In one report, calcification of the ligamentum flavum caused cervical spondylotic myelopathy [5] in a white female. In Japanese patients, cervical myelopathy due to calcification of the ligamentum flavum has been reported [11,12]. Cabre et al. [6] reported 6 cases (5 females and one male) in black patients from the Caribbean with cervical myelopathy due to calcification. Based on previous case reports, females appear to have a higher susceptibility to cervical myelopathy from calcification of the ligamentum flavum [11]. In the cervical spine, this disease is more common in the lower cervical region and the cervicothoracic junction [11]. These reports suggest that cervical myelopathy or radiculopathy due to calcification of the ligamentum flavum affects patients regardless of ethnicity. However, severe calcification of the ligamentum flavum in the lumbar spine has rarely been reported, thus raising the question: is there a difference between the ligamentum flavum in the cervical and lumbar spines that may explain the higher incidence of calcification of this structure in the cervical spine? Using quantitative image analysis, Nihei et al. [13] reported that the ligamentum flavum of the cervical and upper thoracic spines has abundant collagen fibers, while that of the lower thoracic and lumbar spines has abundant elastic fibers. Therefore, the formation of a large calcified mass in the ligamentum flavum of the cervical spine could be attributed to the difference in the composition of the latter in the cervical and lumbar spinal regions.

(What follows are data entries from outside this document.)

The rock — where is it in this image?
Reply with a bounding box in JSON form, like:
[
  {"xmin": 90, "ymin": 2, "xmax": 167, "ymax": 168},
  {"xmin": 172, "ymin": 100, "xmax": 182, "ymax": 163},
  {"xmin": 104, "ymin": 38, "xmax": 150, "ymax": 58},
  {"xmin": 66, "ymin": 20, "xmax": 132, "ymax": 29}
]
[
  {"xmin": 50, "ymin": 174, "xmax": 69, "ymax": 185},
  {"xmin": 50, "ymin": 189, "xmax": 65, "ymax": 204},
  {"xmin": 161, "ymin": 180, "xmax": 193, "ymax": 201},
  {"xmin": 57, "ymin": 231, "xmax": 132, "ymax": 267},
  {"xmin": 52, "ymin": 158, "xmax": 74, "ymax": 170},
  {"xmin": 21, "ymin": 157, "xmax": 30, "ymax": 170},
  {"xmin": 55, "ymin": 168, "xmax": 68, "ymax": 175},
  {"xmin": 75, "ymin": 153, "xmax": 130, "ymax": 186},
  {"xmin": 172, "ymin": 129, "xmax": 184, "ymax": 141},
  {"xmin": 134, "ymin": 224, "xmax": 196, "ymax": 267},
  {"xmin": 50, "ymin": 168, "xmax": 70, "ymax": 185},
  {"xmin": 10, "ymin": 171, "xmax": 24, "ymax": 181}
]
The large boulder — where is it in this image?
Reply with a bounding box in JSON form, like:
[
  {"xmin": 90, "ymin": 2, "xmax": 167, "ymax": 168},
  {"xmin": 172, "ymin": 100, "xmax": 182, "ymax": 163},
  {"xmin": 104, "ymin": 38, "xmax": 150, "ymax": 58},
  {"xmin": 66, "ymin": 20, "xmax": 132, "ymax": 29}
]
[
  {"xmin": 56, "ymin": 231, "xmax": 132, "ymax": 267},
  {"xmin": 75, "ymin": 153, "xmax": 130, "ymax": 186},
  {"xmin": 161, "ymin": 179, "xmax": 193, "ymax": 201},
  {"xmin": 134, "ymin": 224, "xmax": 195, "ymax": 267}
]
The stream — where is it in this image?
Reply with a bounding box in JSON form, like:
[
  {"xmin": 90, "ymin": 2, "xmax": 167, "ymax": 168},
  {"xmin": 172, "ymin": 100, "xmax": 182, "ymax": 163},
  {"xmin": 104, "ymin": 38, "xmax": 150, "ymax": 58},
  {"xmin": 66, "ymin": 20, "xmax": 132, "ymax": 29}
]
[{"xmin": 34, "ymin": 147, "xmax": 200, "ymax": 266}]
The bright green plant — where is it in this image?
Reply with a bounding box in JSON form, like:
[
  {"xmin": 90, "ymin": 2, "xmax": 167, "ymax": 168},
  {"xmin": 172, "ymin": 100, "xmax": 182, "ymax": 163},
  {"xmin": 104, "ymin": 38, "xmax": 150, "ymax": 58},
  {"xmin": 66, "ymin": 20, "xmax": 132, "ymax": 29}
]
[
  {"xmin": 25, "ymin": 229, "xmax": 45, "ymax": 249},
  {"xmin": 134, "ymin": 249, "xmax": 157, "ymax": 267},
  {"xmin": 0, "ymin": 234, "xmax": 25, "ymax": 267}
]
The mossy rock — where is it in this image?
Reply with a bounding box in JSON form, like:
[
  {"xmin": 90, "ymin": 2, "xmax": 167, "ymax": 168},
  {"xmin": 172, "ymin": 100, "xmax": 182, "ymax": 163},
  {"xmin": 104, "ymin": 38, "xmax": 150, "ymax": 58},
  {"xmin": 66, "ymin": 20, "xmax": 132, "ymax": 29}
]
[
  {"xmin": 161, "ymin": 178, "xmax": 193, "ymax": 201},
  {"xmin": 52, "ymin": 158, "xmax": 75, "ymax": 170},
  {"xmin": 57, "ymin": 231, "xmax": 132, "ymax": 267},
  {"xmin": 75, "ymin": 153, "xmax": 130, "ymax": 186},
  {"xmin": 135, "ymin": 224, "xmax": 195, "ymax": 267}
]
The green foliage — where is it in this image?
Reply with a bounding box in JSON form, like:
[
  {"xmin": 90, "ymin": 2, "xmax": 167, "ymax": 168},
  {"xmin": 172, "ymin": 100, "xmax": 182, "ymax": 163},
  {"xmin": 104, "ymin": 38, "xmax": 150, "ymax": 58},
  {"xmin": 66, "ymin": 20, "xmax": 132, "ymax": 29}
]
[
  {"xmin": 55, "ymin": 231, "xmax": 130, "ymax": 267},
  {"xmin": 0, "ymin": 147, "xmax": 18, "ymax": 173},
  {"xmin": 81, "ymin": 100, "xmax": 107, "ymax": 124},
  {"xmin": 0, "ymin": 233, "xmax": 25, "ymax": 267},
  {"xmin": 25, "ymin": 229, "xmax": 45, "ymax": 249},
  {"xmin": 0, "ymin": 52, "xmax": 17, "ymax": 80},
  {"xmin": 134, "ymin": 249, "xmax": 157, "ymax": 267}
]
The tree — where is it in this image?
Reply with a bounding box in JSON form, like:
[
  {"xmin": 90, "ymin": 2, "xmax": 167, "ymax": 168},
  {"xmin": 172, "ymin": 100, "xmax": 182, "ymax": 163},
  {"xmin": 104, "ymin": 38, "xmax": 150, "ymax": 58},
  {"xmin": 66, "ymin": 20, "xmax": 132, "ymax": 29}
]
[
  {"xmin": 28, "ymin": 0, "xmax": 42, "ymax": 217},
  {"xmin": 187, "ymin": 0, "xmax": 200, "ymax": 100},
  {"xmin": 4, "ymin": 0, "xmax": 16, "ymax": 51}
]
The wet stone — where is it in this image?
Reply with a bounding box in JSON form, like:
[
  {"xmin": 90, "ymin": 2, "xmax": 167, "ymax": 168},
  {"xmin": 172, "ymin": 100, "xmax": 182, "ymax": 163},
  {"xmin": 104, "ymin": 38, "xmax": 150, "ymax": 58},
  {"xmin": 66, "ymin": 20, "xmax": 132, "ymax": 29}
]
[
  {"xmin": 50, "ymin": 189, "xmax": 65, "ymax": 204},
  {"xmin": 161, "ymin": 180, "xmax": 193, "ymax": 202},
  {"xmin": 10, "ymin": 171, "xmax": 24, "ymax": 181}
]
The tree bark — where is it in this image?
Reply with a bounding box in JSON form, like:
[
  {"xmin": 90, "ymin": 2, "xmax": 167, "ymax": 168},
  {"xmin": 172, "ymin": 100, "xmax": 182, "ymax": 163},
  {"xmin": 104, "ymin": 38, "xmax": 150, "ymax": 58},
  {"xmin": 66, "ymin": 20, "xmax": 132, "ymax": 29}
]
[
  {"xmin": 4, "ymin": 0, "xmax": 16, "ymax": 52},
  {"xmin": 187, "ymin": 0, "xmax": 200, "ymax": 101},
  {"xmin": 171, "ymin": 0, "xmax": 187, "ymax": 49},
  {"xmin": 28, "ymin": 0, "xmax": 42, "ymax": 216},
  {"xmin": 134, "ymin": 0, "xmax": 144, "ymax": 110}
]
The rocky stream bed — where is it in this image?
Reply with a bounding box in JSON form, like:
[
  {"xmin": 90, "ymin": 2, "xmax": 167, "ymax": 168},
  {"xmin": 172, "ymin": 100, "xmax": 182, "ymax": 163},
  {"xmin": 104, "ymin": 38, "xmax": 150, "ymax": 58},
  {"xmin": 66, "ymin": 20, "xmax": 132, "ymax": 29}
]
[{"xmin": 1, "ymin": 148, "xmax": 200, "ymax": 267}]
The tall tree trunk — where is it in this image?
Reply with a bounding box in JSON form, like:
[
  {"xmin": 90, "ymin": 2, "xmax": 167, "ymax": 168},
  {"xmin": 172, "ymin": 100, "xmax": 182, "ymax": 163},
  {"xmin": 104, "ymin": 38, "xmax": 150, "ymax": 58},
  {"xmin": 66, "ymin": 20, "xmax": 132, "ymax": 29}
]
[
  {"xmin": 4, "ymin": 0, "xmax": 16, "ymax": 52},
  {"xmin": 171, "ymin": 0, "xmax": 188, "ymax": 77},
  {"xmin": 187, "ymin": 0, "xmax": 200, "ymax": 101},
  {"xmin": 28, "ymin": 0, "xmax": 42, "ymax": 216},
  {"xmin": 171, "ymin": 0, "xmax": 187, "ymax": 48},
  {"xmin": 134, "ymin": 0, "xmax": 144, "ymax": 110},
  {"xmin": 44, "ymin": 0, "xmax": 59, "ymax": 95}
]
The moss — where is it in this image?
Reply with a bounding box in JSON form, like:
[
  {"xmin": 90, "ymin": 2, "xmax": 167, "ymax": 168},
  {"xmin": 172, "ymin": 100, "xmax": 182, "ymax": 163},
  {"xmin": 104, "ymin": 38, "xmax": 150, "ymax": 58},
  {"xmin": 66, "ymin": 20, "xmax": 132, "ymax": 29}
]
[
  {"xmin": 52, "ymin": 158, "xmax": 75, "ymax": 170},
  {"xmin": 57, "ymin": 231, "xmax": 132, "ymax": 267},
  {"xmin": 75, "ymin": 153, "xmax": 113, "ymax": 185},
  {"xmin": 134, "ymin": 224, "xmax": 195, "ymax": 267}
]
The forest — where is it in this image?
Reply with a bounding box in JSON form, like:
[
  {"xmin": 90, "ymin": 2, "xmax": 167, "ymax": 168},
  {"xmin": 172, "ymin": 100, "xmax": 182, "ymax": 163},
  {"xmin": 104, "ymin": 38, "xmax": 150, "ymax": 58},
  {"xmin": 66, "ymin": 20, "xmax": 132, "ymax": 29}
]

It has been reported that calcification is frequently observed in the elderly and these patients tend to present with more severe preoperative symptoms [14]. Degeneration of the lumbar ligamentum flavum is characterized by a decrease in elastic fibers and an increase in collagen fibers [14,15]. We, the authors, were interested in why calcification occurred in the ligamentum flavum at the L4/5 level. Our histological data suggested that micro damage and mechanical stress in the ligamentum flavum resulted in more severe damage, such as fragmented or shrunken elastic fibers and the proliferation of collagen fibers. The incidence of CPPD crystal deposition in the ligamentum flavum was seen in 24.5% of patients, who had undergone surgery for lumbar spinal stenosis [9]. Considering these reports, CPPD may be found generally in the thick and hypertrophic ligamentum flavum undergoing degenerative change. Mwaka et al. [16] reported on a considerable number of hypertrophic chondrocytes and fibroblast-like cells around the focal areas of crystal deposits, and transforming growth factor-β and vascular endothelial growth factor were observed in hypertrophic chondrocytes immediately near CPPD crystal deposits in the degenerative ligamentum flavum. These findings suggest that CPPD deposits in the ligamentum flavum are involved in chondrocyte hypertrophy and shrinkage of elastic fibers. While the pathological calcification of the ligamentum flavum, as described above, produced few symptoms, the large calcified lumbar mass in our patient indicated a symptomatic radiculopathy and while being a rare occurrence, may have been caused by a variety of mechanisms.